Broader context: SmartScreen’s evolution and modern defenses​

Microsoft continues to invest in SmartScreen and related protections — but primarily on modern surfaces such as Edge and the Windows platform. Recent innovations include local machine‑learning scareware detection in Edge and automated sensors that accelerate SmartScreen indexing of scam pages when the local blocker detects suspicious full‑screen behavior. These improvements increase detection speed and lower the reliance on slow, manual blocklist updates. At the same time, public security research has shown that no single reputation-based control is perfect; combined approaches — reputation, runtime behavior detection, EDR, secure content handling, and administrative policy — remain essential. The deprecation forces enterprises to think more deliberately about where trust should be assigned and to invest in process and policy hardening around legacy compatibility features.
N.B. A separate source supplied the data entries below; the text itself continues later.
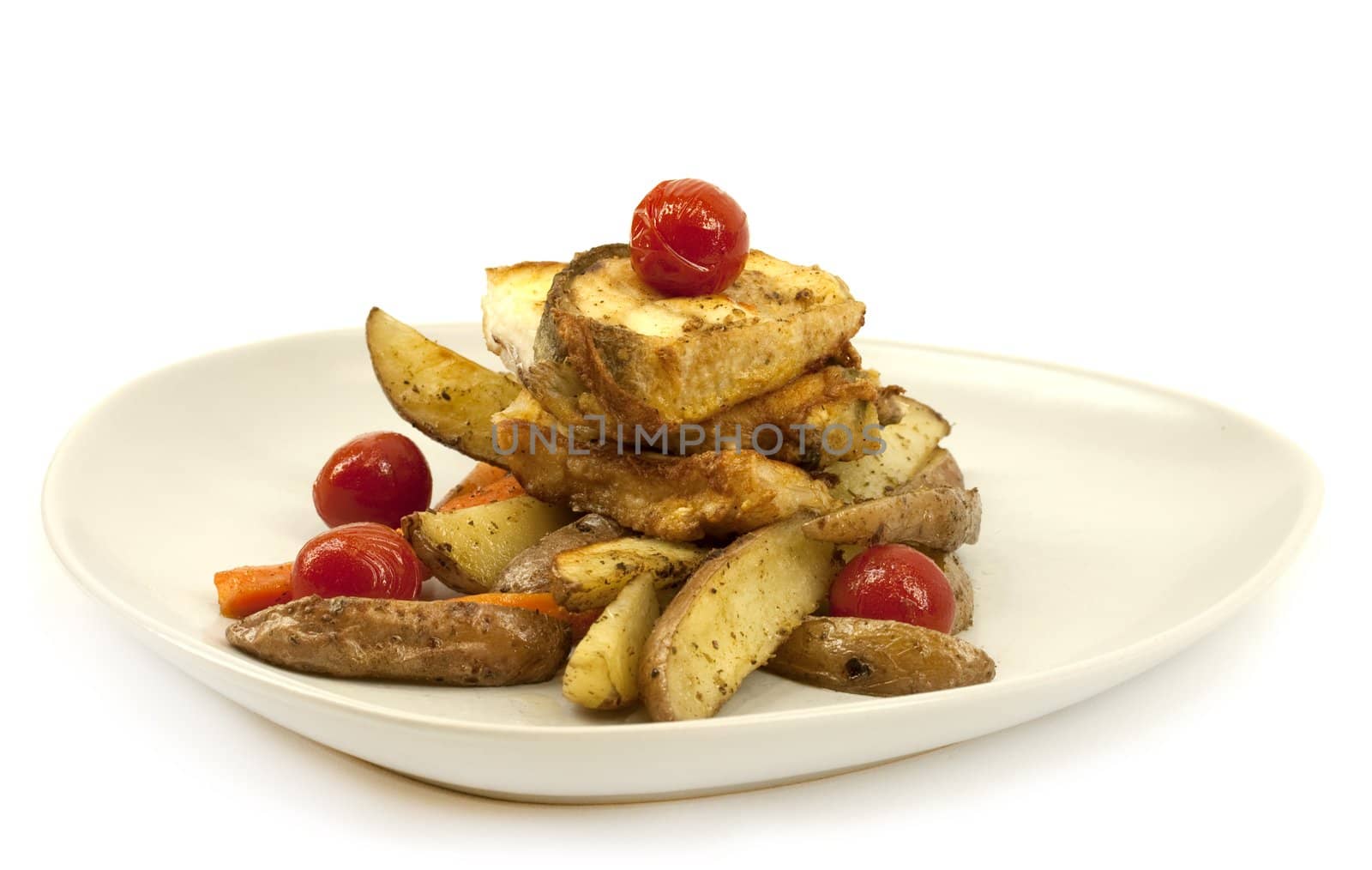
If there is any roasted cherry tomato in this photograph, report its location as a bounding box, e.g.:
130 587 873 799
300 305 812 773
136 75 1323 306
291 523 428 601
629 178 748 296
314 432 434 529
828 543 958 634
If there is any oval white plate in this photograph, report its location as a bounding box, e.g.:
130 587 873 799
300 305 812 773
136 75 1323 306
43 325 1321 801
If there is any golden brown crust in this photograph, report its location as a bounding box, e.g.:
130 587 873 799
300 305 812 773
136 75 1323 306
225 595 572 686
894 447 966 495
526 245 866 428
638 517 839 722
496 513 624 593
767 616 996 697
805 487 981 550
366 309 519 462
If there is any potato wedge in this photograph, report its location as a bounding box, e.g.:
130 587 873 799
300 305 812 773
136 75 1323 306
225 595 572 686
366 309 519 465
924 550 976 634
496 513 624 591
825 396 952 502
804 487 981 550
400 495 575 593
551 538 709 611
767 616 996 697
563 575 661 710
911 447 967 492
638 517 839 722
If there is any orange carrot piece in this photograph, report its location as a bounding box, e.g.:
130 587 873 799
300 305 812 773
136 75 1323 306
437 462 524 512
462 591 601 641
214 563 292 619
443 462 509 501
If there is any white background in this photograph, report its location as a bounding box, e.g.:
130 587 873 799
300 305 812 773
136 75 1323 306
0 3 1372 866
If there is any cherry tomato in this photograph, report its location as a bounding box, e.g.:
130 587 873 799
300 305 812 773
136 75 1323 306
828 543 958 634
314 432 434 529
629 178 748 296
291 523 428 601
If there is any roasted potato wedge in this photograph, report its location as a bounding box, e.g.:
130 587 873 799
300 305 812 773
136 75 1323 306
924 550 976 634
496 513 624 591
494 392 837 541
825 396 951 502
526 245 866 428
482 262 567 375
400 495 575 593
225 595 572 686
563 575 661 710
638 517 839 722
551 538 709 611
366 309 519 465
767 616 996 697
805 486 981 550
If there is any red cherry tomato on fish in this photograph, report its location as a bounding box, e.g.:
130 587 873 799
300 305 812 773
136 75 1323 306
629 178 748 296
314 432 434 529
291 523 428 601
828 543 958 634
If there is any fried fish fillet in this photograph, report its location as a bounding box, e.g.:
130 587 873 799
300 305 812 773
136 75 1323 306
482 262 883 468
520 245 866 428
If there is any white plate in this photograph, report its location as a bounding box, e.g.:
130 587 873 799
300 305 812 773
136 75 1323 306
43 325 1322 801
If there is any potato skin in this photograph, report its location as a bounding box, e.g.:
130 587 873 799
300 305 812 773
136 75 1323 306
563 577 661 710
767 616 996 697
496 513 624 593
805 487 981 552
894 447 967 495
225 595 572 686
638 517 839 722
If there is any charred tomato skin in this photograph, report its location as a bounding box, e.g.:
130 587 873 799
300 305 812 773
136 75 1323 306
314 432 434 529
828 543 958 634
291 523 428 601
629 178 748 296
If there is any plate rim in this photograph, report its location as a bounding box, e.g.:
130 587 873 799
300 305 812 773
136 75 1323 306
39 321 1324 738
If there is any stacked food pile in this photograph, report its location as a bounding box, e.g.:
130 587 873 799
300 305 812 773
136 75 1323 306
229 181 995 719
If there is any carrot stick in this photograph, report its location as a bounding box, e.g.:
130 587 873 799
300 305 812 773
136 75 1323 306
462 591 601 641
437 462 524 511
214 563 292 619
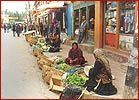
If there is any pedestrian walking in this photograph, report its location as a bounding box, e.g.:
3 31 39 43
78 16 87 44
3 24 7 33
39 22 43 36
44 22 48 37
16 24 21 37
12 23 16 37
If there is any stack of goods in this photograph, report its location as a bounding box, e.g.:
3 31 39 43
36 38 51 52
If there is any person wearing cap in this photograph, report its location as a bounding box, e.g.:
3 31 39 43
85 49 117 95
77 16 87 44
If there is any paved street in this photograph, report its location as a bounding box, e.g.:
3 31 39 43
2 28 126 99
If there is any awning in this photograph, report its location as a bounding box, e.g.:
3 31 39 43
32 1 64 14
Recommended multi-layered security architecture (concise)​

  • Enforce Edge for external web browsing and restrict IE Mode strictly to whitelisted internal apps.
  • Keep Windows Shell SmartScreen on and lock settings via Group Policy or MDM.
  • Deploy and maintain Microsoft Defender for Endpoint or equivalent EDR with telemetry enabled.
  • Harden file ingestion and extraction pipelines; preserve MoTW or add compensating scans.
  • Monitor telemetry for anomalies and integrate ingestion alerts with SIEM/EDR playbooks.
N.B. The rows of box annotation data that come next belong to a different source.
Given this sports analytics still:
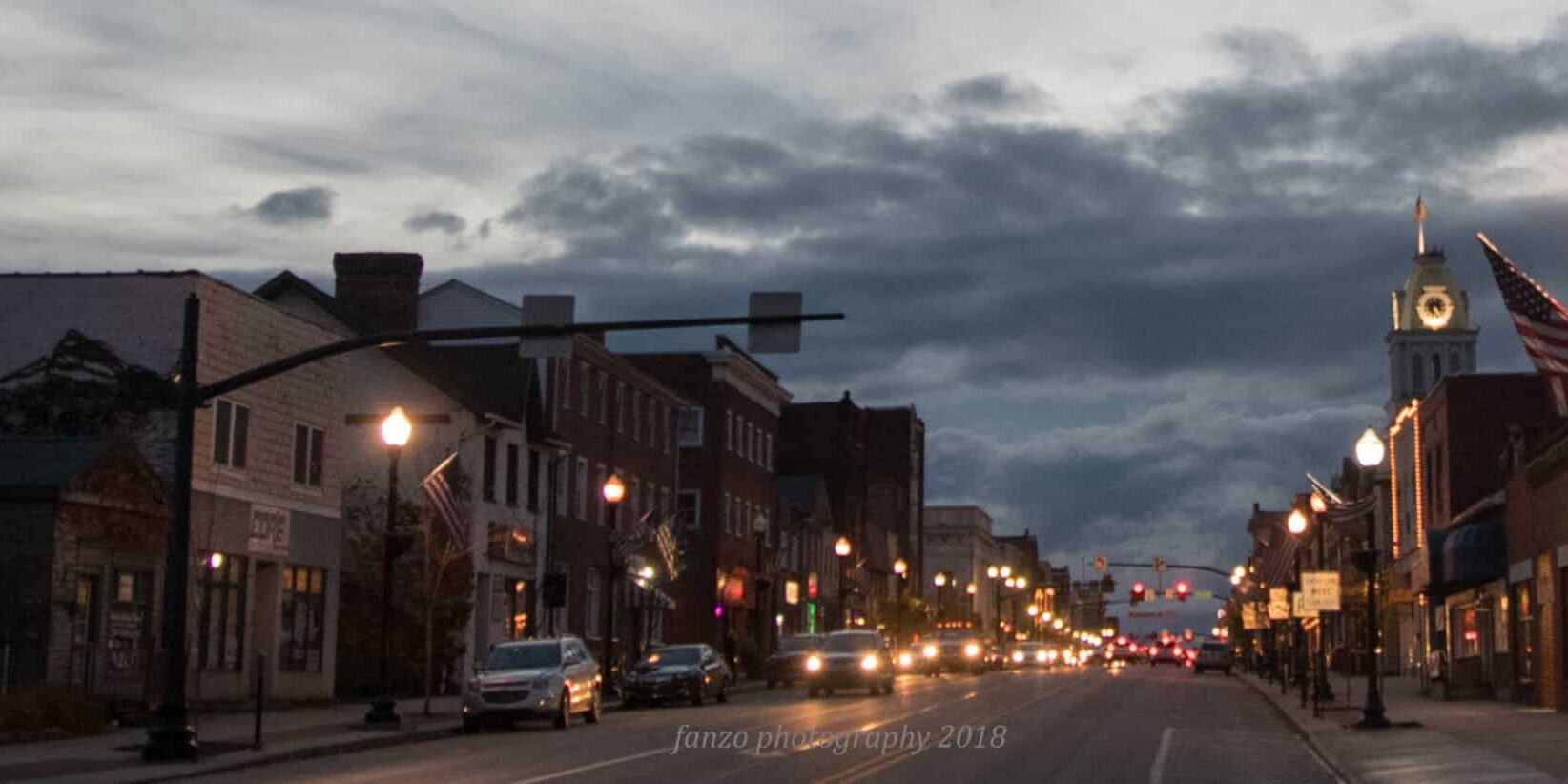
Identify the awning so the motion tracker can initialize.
[1427,508,1509,594]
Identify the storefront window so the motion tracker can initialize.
[278,566,326,672]
[197,553,249,670]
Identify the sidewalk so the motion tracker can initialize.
[0,680,765,784]
[1237,672,1568,784]
[0,696,461,784]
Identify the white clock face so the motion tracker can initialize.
[1416,288,1454,329]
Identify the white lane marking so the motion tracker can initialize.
[1149,728,1176,784]
[511,747,670,784]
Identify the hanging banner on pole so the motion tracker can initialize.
[1269,588,1290,621]
[1302,572,1339,613]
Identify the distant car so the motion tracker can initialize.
[920,629,986,676]
[463,636,601,732]
[621,645,733,707]
[1191,643,1234,674]
[1149,641,1187,667]
[1011,643,1050,668]
[764,635,823,689]
[806,632,898,698]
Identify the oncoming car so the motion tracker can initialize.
[806,632,897,698]
[463,636,601,732]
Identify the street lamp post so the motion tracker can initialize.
[833,536,855,629]
[365,406,414,729]
[932,572,947,626]
[892,558,910,652]
[599,473,626,673]
[1356,428,1391,729]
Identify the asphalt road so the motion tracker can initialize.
[193,667,1336,784]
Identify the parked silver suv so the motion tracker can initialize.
[463,636,601,732]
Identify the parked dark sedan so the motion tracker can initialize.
[765,635,821,689]
[621,645,733,707]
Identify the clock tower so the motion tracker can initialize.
[1386,199,1478,419]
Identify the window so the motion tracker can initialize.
[278,566,326,672]
[553,453,572,514]
[632,392,643,441]
[506,444,521,506]
[592,463,609,526]
[295,425,326,487]
[196,553,248,670]
[676,407,703,448]
[597,370,610,425]
[555,359,572,411]
[528,448,540,511]
[584,569,601,636]
[614,381,626,433]
[212,400,251,469]
[676,491,703,531]
[480,436,496,502]
[572,458,588,521]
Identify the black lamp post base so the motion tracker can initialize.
[141,704,200,762]
[365,696,403,729]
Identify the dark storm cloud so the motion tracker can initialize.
[942,73,1050,112]
[244,185,334,226]
[403,210,469,237]
[429,23,1568,563]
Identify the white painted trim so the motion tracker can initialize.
[192,478,343,521]
[1509,558,1532,584]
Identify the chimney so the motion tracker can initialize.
[333,253,425,333]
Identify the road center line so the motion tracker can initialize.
[1149,728,1176,784]
[511,747,670,784]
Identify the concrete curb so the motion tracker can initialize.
[1237,672,1368,784]
[113,723,460,784]
[124,725,460,784]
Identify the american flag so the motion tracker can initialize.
[419,451,469,548]
[1475,234,1568,417]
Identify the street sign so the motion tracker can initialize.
[1302,570,1339,613]
[747,292,806,355]
[1290,591,1317,618]
[1269,588,1290,621]
[1242,602,1269,632]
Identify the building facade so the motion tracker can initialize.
[0,273,345,701]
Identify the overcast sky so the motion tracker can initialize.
[0,0,1568,629]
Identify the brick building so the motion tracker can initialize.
[0,271,345,701]
[624,336,794,667]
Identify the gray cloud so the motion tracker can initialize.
[403,210,464,237]
[942,73,1050,112]
[244,185,336,226]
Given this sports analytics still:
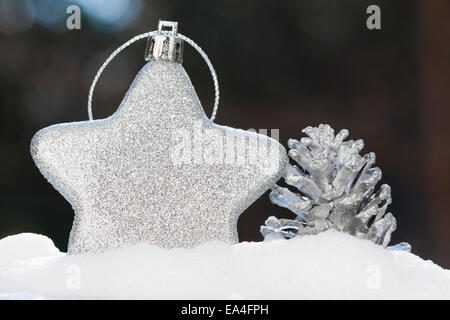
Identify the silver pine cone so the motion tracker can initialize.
[261,124,410,251]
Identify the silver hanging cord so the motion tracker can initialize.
[88,31,220,121]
Closing analysis — pragmatic, but not risk‑free​

The deprecation of SmartScreen in Internet Explorer and IE Mode on Windows 11 is a defensible, pragmatic engineering move: it simplifies the platform, reduces legacy attack surface, and channels security investment into actively maintained surfaces where Microsoft can iterate faster and apply machine‑learning protections. For the majority of modern deployments, this will be a net benefit so long as organizations follow Microsoft’s guidance and treat IE Mode as a narrow compatibility bridge, not a general-purpose browser. That said, this change places additional responsibility on IT teams. Accurate site‑list management, rigorous file‑handling hygiene, and strong endpoint detection are now more important than ever. Administrators must assume that the in-process URL and download verdicts they saw in legacy IE are no longer present on Windows 11, and they should validate their environments accordingly. Failure to tighten trust boundaries, secure extraction workflows, or to enable platform protections can create operational gaps that attackers may target.
The immediate priorities are simple and time-sensitive: audit IE Mode site lists, enforce Edge for internet browsing, verify Windows Shell SmartScreen is active and centrally managed, and harden file processing and EDR telemetry. Those steps will preserve defense‑in‑depth while enterprises complete longer-term modernization of legacy web applications.
Microsoft’s support bulletin and independent reporting provide consistent guidance; administrators should treat the bulletin as primary technical reference and follow the recommended policy and operational steps to close the gap created by the deprecation.